How an ORA-01102 Error Drove Me Nuts in a 19c Environment and How It Was Fixed

How an ORA-01102 Error Drove Me Nuts in a 19c Environment and How It Was Fixed

This blog post is part rant and part on how I was able to fix an issue in the second instance that was failing with ORA-01102: cannot mount database in EXCLUSIVE mode when trying to start it up.

Yesterday a teamate mentioned to me that when he was trying to bring up the second instance, in a 2 node 19.10 RAC environment, he was not able to and it was failing with the error ORA-01102. 

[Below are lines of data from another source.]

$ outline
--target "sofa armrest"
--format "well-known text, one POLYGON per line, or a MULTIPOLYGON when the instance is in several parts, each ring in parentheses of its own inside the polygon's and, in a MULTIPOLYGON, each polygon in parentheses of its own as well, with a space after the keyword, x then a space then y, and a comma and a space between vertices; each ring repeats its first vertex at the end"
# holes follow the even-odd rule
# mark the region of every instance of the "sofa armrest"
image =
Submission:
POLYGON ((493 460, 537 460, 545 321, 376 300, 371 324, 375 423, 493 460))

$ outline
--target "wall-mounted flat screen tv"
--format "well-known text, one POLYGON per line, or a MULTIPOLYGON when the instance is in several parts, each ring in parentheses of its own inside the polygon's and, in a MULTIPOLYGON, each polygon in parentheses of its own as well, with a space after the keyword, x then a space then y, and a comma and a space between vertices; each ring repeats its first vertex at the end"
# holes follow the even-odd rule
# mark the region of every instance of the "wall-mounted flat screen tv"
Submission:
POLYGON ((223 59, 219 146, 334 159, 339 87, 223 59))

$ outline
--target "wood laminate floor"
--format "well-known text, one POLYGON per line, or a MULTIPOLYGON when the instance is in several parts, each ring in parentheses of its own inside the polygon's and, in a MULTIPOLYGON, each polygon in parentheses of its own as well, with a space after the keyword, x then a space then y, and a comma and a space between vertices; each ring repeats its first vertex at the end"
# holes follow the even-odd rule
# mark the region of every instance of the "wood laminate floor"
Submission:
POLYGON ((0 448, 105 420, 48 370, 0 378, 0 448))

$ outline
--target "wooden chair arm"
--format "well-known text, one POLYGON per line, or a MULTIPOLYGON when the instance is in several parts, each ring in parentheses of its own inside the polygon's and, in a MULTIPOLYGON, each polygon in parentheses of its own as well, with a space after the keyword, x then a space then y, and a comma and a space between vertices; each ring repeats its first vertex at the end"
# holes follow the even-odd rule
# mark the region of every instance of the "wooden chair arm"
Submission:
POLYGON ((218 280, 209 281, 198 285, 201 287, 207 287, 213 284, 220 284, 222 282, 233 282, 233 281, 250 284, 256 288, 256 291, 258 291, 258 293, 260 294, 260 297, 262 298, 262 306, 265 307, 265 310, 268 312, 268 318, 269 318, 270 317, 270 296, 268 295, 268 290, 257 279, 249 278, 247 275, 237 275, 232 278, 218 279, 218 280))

[oracle@hostname1 ~]$ srvctl start database -db TESTDB
PRCR-1079 : Failed to start resource ora.testdb.db
CRS-5017: The resource action "ora.testdb.db start" encountered the following error:
ORA-01102: cannot mount database in EXCLUSIVE mode
. For details refer to "(:CLSN00107:)" in "/u01/app/grid/diag/crs/hostname2/crs/trace/crsd_oraagent_oracle.trc".

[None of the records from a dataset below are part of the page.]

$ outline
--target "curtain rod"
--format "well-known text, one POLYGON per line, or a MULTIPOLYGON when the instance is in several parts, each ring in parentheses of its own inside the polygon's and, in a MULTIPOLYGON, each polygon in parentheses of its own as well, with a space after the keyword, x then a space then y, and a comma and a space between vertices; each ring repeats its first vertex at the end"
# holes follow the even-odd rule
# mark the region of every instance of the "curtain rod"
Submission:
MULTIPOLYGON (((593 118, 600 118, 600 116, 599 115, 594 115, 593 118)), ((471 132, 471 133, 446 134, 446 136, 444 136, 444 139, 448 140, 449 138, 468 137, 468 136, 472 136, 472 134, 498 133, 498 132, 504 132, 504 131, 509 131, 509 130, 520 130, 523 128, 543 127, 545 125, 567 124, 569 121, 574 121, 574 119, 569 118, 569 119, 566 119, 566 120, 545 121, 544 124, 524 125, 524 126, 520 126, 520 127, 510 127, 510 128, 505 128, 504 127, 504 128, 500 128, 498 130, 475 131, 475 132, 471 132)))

CRS-2674: Start of 'ora.testdb.db' on 'hostname2' failed
CRS-2632: There are no more servers to try to place resource 'ora.testdb.db' on that would satisfy its placement policy

Immediately I asked him to verify the parameter cluster_database and make sure that the value was equal to TRUE. After verifying the value, yes this was the case.

SQL> show parameter cluster_database

NAME                                 TYPE        VALUE
------------------------------------ ----------- ------------------------------
cluster_database                     boolean     TRUE
cluster_database_instances           integer     2

So my next train of thought is that the instances were using a different parameter file, so I asked him to remove all the init.ora/spfiles in $ORACLE_HOME/dbs belonging to TESTDB. Once those were removed recreate the spfile from a backup I had made previously, and make sure that the srvctl config was pointing to the ASM parameter file. 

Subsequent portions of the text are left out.